With hectic schedules, we end up compromising on sleep to get more done. Unlike machines, we need to take regular breaks. When we do not get adequate breaks, we end up fatigued. As a result, our productivity and performance levels decline.
We have phases where our thoughts are wandering far away from where we physically are. This could be a distraction like an upcoming vacation that we’re excited about. Or concerns about the health of our dear ones. It is difficult to optimally perform the task at hand with such a mental burden.
Just like a computer needs rebooting when it slows down, humans need to get themselves together when their performance dips. Sometimes this can be done by taking a break to stretch, walk around, read a book, grab a coffee, etc.
Meditation is among the most popular and effective ways of getting back on track. There are several ways one can meditate. There are psychological as well as physical benefits of meditation.
Here’s how meditation can help you in learning:
When it comes to learning, the importance of focus cannot be underestimated. Without proper focus, you may need up to 5 hours to learn what can be learned in an hour by being well-focused. According to a Harvard study, meditation leads to an increase in gray-matter density in the hippocampus of the brain. The hippocampus is key when it comes to learning.
Reading something is one thing and being able to recall it sometime later is another. A study from UCLA found that long-term meditators had better-preserved brains than those who do not meditate at all. The slower the brain ages, the better is the memory.
Those who have been meditating for around 20 years have shown a higher gray-matter density throughout the brain, including the hippocampus. Along with learning, the hippocampus is also responsible for memory.
Former president of the neurofeedback division of the Association for Applied Psychophysiology and Biofeedback, Siegfried Othmer had conducted research on participants using brainwave training. This research shows that the IQ of those who meditated increased by 23 percent.
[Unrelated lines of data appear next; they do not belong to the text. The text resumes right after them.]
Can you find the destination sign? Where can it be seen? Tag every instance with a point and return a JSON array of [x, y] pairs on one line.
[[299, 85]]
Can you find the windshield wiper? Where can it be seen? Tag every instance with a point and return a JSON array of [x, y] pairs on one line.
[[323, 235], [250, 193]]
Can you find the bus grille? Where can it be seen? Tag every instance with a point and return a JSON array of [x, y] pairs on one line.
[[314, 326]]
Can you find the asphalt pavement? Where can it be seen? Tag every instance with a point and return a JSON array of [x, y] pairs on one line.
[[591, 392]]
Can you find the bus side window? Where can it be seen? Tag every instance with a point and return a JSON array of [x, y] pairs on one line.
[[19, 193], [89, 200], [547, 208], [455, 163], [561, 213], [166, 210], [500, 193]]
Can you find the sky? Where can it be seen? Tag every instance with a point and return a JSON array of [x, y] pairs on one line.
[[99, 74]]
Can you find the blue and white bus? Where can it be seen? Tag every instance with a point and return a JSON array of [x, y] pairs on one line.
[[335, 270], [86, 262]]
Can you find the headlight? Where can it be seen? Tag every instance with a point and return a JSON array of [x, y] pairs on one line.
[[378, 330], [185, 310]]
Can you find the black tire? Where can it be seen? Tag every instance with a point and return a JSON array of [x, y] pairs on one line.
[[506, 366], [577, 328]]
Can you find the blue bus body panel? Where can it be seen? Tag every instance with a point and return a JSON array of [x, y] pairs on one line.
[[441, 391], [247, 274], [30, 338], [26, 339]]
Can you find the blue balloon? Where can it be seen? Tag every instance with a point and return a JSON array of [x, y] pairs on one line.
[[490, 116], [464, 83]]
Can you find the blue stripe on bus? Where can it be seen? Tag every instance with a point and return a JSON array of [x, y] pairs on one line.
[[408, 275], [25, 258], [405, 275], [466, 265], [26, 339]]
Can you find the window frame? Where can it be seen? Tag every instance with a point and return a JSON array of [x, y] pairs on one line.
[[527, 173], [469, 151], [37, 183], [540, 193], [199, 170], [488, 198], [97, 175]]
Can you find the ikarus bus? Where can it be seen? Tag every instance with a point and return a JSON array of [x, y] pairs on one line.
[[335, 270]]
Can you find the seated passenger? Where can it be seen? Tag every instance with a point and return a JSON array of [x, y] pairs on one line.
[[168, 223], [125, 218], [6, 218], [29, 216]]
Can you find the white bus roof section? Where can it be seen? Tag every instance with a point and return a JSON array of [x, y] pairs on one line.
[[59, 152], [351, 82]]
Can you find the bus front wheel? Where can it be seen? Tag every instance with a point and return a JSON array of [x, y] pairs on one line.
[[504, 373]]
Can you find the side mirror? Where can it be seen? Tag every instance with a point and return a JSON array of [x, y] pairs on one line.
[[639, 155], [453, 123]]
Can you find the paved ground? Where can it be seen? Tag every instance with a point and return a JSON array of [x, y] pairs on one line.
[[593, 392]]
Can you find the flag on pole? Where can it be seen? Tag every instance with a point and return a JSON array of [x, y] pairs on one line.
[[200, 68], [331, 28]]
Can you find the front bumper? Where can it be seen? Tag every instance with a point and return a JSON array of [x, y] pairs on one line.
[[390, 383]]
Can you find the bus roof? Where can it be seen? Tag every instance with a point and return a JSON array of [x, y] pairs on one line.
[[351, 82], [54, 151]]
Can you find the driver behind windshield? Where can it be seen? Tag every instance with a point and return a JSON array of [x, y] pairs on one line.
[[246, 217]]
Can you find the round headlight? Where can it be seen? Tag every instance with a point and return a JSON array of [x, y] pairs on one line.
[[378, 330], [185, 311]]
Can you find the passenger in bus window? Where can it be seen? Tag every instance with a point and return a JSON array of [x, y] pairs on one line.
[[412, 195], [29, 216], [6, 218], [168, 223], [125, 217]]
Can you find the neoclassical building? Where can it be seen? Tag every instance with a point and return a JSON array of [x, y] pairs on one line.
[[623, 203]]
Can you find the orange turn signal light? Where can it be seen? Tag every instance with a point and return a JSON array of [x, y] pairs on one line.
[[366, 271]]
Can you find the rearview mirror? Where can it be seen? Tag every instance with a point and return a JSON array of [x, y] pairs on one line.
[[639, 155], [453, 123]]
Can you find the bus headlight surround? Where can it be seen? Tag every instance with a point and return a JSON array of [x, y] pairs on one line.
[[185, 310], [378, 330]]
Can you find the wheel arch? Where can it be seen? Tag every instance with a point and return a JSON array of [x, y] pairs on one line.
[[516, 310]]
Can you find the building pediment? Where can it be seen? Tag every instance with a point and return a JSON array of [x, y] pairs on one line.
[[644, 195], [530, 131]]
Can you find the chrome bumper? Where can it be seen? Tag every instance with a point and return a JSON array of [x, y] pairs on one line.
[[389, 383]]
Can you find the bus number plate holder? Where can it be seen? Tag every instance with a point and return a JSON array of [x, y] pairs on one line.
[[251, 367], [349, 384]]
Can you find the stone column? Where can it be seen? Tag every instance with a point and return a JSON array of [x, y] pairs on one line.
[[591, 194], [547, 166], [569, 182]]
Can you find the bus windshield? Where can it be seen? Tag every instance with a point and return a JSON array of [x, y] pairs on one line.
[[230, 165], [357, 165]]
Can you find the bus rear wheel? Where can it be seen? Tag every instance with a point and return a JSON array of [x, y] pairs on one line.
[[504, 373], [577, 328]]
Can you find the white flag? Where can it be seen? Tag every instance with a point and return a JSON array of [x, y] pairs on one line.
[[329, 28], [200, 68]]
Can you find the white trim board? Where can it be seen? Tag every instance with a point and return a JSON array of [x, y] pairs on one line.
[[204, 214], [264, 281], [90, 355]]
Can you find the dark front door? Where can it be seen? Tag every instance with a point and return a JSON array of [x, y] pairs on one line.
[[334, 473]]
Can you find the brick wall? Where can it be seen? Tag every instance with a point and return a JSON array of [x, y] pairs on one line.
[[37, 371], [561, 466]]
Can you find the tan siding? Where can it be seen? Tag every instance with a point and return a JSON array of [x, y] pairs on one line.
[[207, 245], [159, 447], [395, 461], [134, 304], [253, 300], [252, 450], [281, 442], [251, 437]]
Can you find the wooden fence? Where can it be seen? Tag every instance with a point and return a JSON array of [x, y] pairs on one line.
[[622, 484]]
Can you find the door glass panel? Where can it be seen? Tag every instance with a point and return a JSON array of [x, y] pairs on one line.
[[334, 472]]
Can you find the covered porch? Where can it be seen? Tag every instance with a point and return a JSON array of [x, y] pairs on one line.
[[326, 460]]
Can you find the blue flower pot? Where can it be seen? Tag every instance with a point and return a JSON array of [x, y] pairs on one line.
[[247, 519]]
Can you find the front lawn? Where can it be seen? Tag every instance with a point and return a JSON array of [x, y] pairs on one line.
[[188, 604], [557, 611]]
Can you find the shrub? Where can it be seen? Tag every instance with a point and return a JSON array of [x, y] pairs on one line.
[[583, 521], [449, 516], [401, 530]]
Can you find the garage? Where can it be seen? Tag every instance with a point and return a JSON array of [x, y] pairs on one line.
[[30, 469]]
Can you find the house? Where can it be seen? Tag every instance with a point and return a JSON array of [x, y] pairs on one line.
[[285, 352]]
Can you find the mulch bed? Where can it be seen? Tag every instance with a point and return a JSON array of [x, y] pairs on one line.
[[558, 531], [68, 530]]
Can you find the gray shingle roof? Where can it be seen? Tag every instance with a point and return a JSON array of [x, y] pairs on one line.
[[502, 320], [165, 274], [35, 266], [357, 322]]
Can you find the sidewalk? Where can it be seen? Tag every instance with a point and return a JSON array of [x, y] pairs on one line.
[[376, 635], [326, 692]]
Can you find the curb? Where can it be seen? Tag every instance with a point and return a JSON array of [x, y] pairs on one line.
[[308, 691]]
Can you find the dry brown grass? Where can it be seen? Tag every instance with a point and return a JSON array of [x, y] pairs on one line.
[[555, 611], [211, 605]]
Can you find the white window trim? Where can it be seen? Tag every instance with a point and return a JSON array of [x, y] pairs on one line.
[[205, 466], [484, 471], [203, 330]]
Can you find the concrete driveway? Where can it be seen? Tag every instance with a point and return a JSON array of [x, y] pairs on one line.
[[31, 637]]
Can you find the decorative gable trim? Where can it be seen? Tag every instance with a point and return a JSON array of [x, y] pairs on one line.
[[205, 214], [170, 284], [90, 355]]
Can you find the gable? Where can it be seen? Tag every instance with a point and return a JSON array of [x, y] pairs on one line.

Although we’re not sure if Albert Einstein’s high IQ can be attributed to meditation, it’s safe to say meditation does lead to a significant increase in IQ.
Creativity and Innovation
An experiment at Erasmus University in Rotterdam, Netherlands to understand the effects of a meditation session before a brainstorming session. It was found that those who meditated properly for 10 minutes generated 22% more ideas. With the continuous changes in technology, we all are needed to be innovative in multiple walks of life. Some of us are also needed to be creative as part of our job. Meditation can really help your creative cause.
Cures depression and anxiety
The aforementioned Harvard study also found that the gray-matter density in the amygdala seemed to decrease as a result of regular meditation. The amygdala plays an important part in anxiety and stress.
Another study conducted by Neurology concluded that those with greater symptoms of depression had worse episodic memory. A good episodic memory is essential is important in learning. Thus, meditation can help in having a better episodic memory which in turn helps in better learning.